Set up API keys in .env (copy from env.dev):

cp env.dev .env

Configure modules in config.yaml.


Modules

Module Description
SimpleReviewer General paper reviewing
LLMCorrectnessDetector Methodological correctness evaluation
LLMCriticalityVerifier Verifies criticality of correctness findings
LLMFormatDetector Format compliance checking
JailbreakingChecker Detects adversarial instructions in papers
ReferenceCheckLight Reference hallucination detection
ReferenceCheckHeavy Full reference + author verification
ArxivTaxonomyClassifier arXiv category classification

Quick Start

Agents4Science reviewers can be used to review papers:

from reviewing_agents.modules import SimpleReviewer

pdf_bytes = open("paper.pdf", "rb").read()

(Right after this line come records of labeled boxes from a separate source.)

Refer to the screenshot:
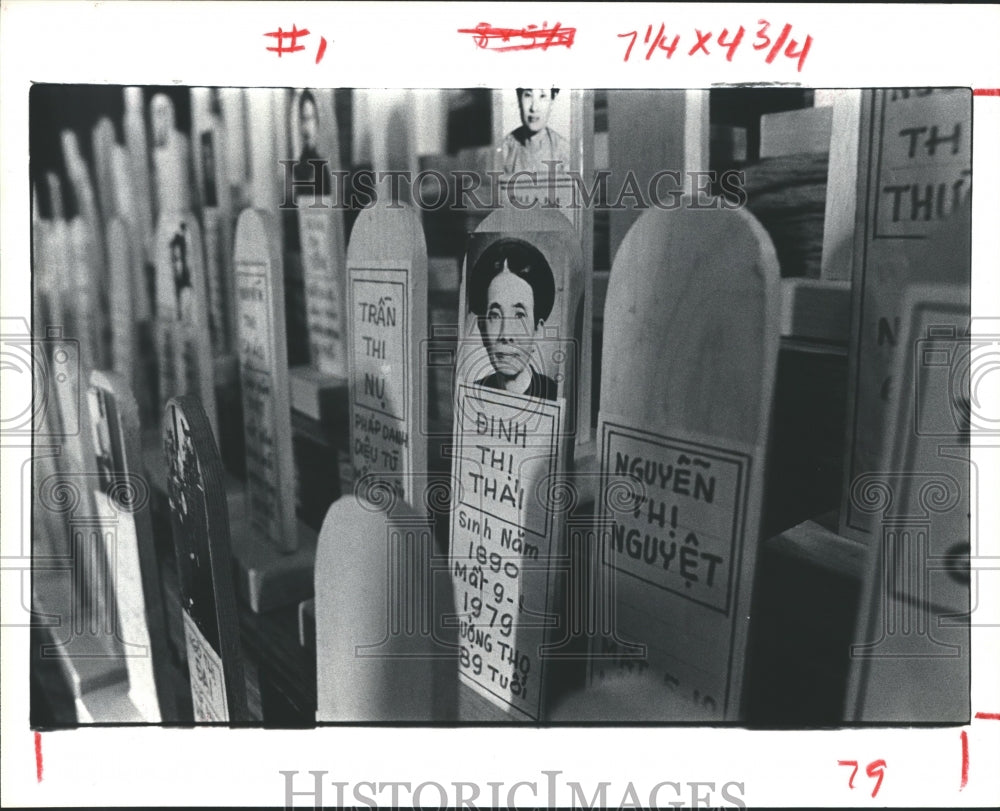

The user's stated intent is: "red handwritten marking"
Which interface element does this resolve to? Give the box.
[458,22,576,52]
[958,729,969,791]
[264,23,310,56]
[837,760,858,788]
[865,760,885,799]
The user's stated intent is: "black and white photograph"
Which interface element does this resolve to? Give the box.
[0,3,1000,808]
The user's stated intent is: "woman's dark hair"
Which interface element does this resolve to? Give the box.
[299,90,319,116]
[469,237,556,327]
[517,87,559,101]
[170,222,191,287]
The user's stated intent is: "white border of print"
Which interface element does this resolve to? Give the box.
[0,0,1000,806]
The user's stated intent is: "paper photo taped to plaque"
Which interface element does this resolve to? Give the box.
[494,87,578,177]
[291,88,334,205]
[456,233,572,400]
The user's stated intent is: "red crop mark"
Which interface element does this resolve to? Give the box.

reviewer = SimpleReviewer()
result = reviewer.review_paper(pdf_bytes)

The LLMCorrectnessDetector and LLMCriticalityVerifier can be used to evaluate the correctness of a paper, used in our To Err Is Human paper.

from reviewing_agents.modules import LLMCorrectnessDetector, LLMCriticalityVerifier

pdf_bytes = open("paper.pdf", "rb").read()

detector = LLMCorrectnessDetector()
correctness = detector.check_correctness(pdf_bytes)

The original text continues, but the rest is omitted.